Normal and Critical Findings
Carrier screens will come back either negative or positive. A positive result indicates carrier status.
Maternal serum biochemical markers include the following:
- Down syndrome is associated with low MSAFP, low estriol, high hCG, high inhibin A, and low PAPP-A
- Edwards syndrome is associated with low MSAFP, low estriol, low hCG, normal inhibin A, and low PAPP-A
- Patau syndrome is associated with normal MSAFP, normal estriol, normal hCG, normal inhibin A, and low PAPP-A
An increased nuchal translucency is a soft marker for aneuploidy but is not diagnostic. Other anatomical anomalies, such as small or absent nasal bone and cardiac defects, are also indicators of possible aneuploidy. The ccfDNA screening results can be reported as either positive or negative, as high risk or low risk. They can also return as no-call. Reports should include the fetal fraction.[11]
Interfering Factors
A ccfDNA screen is less predictive in cases of maternal obesity leading to low fetal fractions, multiple pregnancies, and less than 10 weeks gestational age. It has, in rare cases, given false results due to occult maternal malignancies.[12] In the case of multiple pregnancies, no screening test is as accurate as it is in singleton pregnancies. Screening tests for aneuploidy should not be performed if there is evidence of fetal demise or if one of the fetuses has abnormalities identified on ultrasound.[3] Ultrasound interpretation is dependent upon the skill of the technician.
Complications
Standard phlebotomy to obtain the maternal blood samples has the risk of phlebitis, bruising, bleeding, and localized pain. Ultrasonography has been used for over 20 years and is considered a very low risk to both the mother and fetus. There may be some discomfort due to the pressure of the probe.

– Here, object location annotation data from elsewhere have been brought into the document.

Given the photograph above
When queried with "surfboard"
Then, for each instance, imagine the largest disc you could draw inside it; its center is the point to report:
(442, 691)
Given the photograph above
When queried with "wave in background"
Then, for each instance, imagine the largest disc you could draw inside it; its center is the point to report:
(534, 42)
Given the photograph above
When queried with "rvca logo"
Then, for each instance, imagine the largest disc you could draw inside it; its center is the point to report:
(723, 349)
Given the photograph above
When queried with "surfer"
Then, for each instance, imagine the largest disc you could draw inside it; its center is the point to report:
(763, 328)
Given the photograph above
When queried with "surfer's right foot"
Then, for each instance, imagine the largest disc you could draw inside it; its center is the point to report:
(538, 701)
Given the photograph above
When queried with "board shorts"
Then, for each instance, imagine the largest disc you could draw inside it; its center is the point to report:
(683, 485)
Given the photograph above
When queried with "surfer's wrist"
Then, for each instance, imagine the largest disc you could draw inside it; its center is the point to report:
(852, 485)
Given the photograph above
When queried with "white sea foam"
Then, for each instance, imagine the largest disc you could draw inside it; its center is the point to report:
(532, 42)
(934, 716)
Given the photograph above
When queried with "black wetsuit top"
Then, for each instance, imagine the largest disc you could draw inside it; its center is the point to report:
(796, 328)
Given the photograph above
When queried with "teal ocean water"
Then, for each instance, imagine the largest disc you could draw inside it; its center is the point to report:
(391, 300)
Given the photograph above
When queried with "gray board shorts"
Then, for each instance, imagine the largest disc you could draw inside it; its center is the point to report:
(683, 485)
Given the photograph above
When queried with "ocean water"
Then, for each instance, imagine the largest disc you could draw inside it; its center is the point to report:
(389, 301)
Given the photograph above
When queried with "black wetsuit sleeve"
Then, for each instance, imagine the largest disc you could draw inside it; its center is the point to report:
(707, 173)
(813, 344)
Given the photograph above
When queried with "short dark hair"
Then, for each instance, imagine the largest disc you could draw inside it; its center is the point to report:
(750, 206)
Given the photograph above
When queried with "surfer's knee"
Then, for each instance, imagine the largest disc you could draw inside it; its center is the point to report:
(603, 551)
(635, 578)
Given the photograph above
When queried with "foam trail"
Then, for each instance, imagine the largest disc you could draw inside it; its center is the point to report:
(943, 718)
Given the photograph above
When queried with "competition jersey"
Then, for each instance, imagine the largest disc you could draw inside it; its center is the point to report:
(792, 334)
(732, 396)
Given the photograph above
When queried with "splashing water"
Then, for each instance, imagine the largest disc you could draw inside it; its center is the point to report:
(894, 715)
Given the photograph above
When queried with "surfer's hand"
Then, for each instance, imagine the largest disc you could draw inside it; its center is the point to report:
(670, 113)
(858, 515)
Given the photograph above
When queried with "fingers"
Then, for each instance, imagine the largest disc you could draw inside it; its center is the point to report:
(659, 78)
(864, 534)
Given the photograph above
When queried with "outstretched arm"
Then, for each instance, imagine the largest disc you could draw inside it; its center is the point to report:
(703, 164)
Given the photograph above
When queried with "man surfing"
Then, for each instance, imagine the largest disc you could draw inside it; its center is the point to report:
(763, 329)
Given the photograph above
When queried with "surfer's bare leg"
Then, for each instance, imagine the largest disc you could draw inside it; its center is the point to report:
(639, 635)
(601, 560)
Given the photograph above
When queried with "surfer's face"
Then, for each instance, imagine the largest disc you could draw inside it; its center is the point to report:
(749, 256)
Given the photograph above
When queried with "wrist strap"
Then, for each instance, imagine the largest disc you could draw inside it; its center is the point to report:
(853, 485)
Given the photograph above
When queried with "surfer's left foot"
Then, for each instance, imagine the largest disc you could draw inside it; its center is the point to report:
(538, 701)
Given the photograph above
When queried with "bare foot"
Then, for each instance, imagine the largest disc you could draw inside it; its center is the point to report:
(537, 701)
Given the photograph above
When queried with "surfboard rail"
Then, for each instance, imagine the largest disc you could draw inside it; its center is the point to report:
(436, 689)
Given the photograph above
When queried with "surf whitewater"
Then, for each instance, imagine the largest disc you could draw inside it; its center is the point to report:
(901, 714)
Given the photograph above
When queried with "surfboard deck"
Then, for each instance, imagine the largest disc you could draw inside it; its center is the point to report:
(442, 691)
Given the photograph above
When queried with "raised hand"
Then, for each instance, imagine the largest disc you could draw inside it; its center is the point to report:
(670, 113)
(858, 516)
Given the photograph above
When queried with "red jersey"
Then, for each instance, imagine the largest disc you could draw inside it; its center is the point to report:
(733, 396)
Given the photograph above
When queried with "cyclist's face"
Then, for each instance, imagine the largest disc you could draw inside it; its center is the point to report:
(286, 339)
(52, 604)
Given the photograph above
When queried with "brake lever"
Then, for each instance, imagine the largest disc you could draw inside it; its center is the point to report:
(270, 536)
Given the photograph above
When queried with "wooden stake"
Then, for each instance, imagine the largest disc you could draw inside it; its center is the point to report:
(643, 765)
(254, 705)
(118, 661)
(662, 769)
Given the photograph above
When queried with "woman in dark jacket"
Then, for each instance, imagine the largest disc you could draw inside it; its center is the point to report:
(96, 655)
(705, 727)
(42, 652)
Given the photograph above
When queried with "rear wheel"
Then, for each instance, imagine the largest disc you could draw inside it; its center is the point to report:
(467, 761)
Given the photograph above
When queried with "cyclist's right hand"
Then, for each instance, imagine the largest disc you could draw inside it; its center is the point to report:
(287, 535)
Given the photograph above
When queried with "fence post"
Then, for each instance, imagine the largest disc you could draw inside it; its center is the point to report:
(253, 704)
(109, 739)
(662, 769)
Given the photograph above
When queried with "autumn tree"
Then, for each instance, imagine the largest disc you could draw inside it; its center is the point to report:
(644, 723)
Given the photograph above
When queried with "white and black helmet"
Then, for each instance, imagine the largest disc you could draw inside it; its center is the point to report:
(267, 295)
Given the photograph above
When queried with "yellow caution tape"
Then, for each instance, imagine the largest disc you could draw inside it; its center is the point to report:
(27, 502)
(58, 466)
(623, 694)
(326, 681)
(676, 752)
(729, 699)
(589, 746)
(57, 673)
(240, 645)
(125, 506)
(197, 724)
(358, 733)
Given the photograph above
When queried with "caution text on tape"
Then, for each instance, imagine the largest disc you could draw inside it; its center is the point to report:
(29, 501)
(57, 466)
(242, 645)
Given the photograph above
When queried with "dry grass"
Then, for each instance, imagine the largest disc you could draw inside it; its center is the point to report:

Patient Safety and Education
It is important that the patient understands the purpose of screening tests and the difference between screening and diagnostic tests. A positive screen needs to be followed by a diagnostic test before any irreversible decisions are made. Likewise, patients need to understand that a negative screening test is not a guarantee. To achieve this end, patients should be counseled on test sensitivity, specificity, and positive predictive values. Patients with concerns over the implications of genetic testing and privacy of their results should be given information on the Genetic Information Nondiscrimination Act of 2008.[13]
Clinical Significance
Identification of fetal anomalies and genetic conditions during the prenatal period has its advantages. A specific diagnosis allows parents and practitioners to prepare and explore all options. This could mean emotionally preparing for a child with special needs, planning for delivery in a hospital best able to meet the neonate’s needs, or terminating a pregnancy.[14]